Lawns and gardens: In Central Florida the heat is brutal so it’s important to have a reliable sprinkler system. Gardens that look good add a lot of curb appeal and make a great first impression. Landscaping that is designed for a rental home should look good and be easy to maintain. Some owners like to include professional garden maintenance services within the rent. However, you don’t have to be a professional to mow the lawn. Some tenants enjoy gardening so, why not offer it as an optional extra. A few neighborhoods are set up so the homeowner associations mow your lawns, weed, feed and mulch when needed. The cost of which is normally included the HOA’s fees. If the HOA doesn’t maintain the gardens, you can always make it the tenants responsibility.

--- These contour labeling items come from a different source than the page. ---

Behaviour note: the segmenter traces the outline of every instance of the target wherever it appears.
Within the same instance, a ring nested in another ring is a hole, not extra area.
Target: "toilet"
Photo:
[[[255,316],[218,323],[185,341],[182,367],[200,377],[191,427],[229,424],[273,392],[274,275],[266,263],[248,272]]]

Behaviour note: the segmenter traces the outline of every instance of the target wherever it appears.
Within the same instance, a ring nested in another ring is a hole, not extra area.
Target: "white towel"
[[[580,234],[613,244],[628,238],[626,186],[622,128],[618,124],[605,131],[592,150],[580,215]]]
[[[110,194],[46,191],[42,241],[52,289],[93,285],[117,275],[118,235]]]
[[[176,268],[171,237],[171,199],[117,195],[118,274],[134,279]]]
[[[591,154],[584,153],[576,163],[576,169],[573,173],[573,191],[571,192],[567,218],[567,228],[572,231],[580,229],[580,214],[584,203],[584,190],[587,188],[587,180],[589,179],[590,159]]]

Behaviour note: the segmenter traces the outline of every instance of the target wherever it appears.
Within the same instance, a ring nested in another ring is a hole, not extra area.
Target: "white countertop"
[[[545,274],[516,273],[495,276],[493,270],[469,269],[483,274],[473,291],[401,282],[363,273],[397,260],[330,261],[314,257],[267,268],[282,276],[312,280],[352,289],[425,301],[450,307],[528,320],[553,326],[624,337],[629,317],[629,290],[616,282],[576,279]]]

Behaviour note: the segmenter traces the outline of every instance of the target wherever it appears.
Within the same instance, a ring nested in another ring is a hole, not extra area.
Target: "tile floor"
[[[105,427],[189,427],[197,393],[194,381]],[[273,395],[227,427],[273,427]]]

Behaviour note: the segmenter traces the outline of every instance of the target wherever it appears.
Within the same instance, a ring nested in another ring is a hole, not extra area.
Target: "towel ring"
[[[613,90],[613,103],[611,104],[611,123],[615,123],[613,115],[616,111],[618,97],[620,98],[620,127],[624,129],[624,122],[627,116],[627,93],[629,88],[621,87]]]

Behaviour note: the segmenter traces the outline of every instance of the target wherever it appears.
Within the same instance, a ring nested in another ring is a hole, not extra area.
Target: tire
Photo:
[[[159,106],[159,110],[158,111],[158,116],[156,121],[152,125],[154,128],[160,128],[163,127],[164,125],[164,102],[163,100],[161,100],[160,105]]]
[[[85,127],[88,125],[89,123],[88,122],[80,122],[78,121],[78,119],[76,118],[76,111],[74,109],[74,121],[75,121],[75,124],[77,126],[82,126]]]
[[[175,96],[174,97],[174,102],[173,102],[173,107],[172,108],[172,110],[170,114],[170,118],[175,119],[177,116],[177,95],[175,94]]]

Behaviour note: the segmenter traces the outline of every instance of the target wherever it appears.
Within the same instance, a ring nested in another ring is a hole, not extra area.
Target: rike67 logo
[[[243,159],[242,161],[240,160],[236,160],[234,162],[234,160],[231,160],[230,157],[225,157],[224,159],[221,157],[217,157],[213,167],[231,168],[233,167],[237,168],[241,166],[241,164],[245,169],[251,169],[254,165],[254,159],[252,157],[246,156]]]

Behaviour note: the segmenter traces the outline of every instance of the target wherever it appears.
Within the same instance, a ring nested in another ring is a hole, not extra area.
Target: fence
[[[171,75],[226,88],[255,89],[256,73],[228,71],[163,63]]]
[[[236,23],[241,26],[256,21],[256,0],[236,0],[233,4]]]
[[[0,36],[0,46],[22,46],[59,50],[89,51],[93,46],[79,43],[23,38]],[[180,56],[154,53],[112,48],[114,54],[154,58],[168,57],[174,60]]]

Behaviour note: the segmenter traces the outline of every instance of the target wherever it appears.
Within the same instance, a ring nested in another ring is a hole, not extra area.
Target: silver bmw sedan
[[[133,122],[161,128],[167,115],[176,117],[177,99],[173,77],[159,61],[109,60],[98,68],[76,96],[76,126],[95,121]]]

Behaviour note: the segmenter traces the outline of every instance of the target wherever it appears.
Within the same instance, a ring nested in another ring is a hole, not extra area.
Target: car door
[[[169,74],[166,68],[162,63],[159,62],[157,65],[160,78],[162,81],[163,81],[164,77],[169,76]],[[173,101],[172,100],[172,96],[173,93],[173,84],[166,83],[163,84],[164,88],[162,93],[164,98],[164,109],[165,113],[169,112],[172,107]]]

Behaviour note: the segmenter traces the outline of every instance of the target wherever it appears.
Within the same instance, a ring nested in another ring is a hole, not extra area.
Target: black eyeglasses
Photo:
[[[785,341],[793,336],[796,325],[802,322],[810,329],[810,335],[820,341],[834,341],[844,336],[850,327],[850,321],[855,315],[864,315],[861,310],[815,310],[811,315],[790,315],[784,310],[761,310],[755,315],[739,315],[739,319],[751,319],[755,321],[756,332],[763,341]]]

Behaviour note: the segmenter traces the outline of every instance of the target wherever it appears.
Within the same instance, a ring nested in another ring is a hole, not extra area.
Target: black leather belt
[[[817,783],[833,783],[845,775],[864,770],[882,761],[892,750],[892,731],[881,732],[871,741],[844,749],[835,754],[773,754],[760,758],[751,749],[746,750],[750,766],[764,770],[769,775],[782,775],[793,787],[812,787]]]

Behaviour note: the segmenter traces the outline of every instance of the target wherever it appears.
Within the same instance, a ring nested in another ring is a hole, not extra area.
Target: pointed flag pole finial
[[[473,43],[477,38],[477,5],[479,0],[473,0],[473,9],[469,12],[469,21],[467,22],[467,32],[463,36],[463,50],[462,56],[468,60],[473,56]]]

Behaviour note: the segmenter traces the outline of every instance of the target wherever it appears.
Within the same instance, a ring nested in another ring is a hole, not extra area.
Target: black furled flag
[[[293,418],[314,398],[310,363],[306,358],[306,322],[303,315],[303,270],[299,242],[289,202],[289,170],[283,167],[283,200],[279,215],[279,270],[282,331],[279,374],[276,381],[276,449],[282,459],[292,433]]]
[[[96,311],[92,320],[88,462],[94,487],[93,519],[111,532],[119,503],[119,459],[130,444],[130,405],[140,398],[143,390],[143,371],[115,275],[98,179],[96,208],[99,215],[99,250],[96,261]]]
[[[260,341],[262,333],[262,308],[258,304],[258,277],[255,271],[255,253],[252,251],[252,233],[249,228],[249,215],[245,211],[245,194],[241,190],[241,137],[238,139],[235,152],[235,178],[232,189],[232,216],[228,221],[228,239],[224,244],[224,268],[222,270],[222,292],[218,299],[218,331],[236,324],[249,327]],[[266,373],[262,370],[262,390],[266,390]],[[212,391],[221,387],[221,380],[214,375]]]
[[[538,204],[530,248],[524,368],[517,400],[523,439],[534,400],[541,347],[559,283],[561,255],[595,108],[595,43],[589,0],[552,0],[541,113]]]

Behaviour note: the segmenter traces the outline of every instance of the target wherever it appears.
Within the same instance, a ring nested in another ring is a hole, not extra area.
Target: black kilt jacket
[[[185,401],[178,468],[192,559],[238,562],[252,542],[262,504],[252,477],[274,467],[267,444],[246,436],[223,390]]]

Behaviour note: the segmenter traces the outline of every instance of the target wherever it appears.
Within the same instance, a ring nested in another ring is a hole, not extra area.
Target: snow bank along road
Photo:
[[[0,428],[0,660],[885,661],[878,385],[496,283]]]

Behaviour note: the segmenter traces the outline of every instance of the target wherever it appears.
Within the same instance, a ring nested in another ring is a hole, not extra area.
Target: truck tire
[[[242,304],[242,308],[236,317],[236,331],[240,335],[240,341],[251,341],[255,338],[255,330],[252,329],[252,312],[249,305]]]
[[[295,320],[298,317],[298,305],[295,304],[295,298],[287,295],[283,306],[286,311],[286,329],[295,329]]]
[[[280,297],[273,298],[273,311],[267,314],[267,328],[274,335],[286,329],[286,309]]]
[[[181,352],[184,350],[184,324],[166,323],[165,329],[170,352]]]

1) In between tenancies, you will need to maintain this yourself or have your management company do this for you. In our lease we make tenants responsible for clipping bushes and scrubs and any limbs on trees no higher than six feet. Anything that needs a ladder needs a professional service. If someone trims trees or large bushes that isn’t licensed and insured and has an accident. They could be looking at you the owner for compensation or to pay their medical bills.
2) There are two main types of grass in Central Florida. If your grass feels harsh under your bare feet and not soft at all, then you probably have what is commonly referred to as St Augustine Grass. The ideal length to maintain is 3 1/2 inches once it’s been cut and remember that it will be weakened if it is cut too short. This type of grass cannot be seeded and if part of the lawn dies you will need to plant patches, which grow runners to join the other parts of the lawn. Bahia grass is more like a pasture grass and feels much gentler under your feet. It can tolerate a lack of water or a drought better than St Augustine but rarely gives you that carpet of luscious green grass like St Augustine does. Floratam, similar to St Augustine, grows better on a property with trees.
3) Watering your gardens and lawns: Sometimes, your sprinkler system uses recycled water from the HOA and it’s included in your dues otherwise you or the tenant have to pay for the water. From experience I’d recommend watering just a couple of times per week, around 4 or 5am is the best time to set your sprinklers. At that time the ground should be at its coolest and the landscaping will be able to make the most effective use of the watering. It allows the water a few hours to seep in before the sun comes up and dries it out! There may be specific days in your neighbourhood for watering, check it out with your local water provider.
4) If you find your lawn looks patchy with odd holes or brownish spots here and or there, first inspect the area surrounding the dead/brown spots. You probably need a sprinkler head or valve replacing or repairing? Generally made of plastic, they often become brittle over time and break. The problem could also be caused by an ineffective sprinkler system that needs upgrading as it simply doesn’t reach all the areas it should?
5) Feed & Weed: Does the HOA do this or are you expected to? You might decide the tenants can do this themselves. Feeding and weeding your greenery should be carried out at least a couple of times per year. Preferably it should receive a treatment every other month. Once it’s been sprayed it needs to be watered in within a day or the chemical you’ve treated it with may burn the lawn. Schedule your treatments to work with watering days in your neighbourhood.
6) Weeds it’s very important that you don’t pull weeds out alive, this allows the spores to spread all over the garden and where you had one weed you’ll shortly have at least six more. The best way to control weeds is to spray them with Round Up, wait a week until they are dead and then gently pull them out and dispose of them.
7) Bugs in your lawn, if your lawn becomes infected with chinch bugs or mole crickets it can die within two to three weeks. So, it’s important to be on the lookout for these bugs and regular spraying will keep them at bay and your lawn healthy. Brownish coloration in plants and bushes is due to a lack of water. If they look yellow this is due to a lack of food. So, you’ll either need to add some more watering to the schedule or plan for it to be sprayed with a good weed and feed treatment.
8) Mulching: Usually renewed in the spring and sometimes your HOA’s does this for you too. You’ll find you need to top up your mulch from time to time as it washes away in rain storms. We prefer to mulch in November or December as a layer of mulch several inches thick will afford your delicate tropical plants a little more warmth and protection against the colder weather! Losing mulch can be minimized with the installation of gutters to the house or using rubber mulch.
9) There seems to be a collation between how nice your home looks from the exterior to the quality of your applicants. So, ensure you don’t skimp on your curb appeal.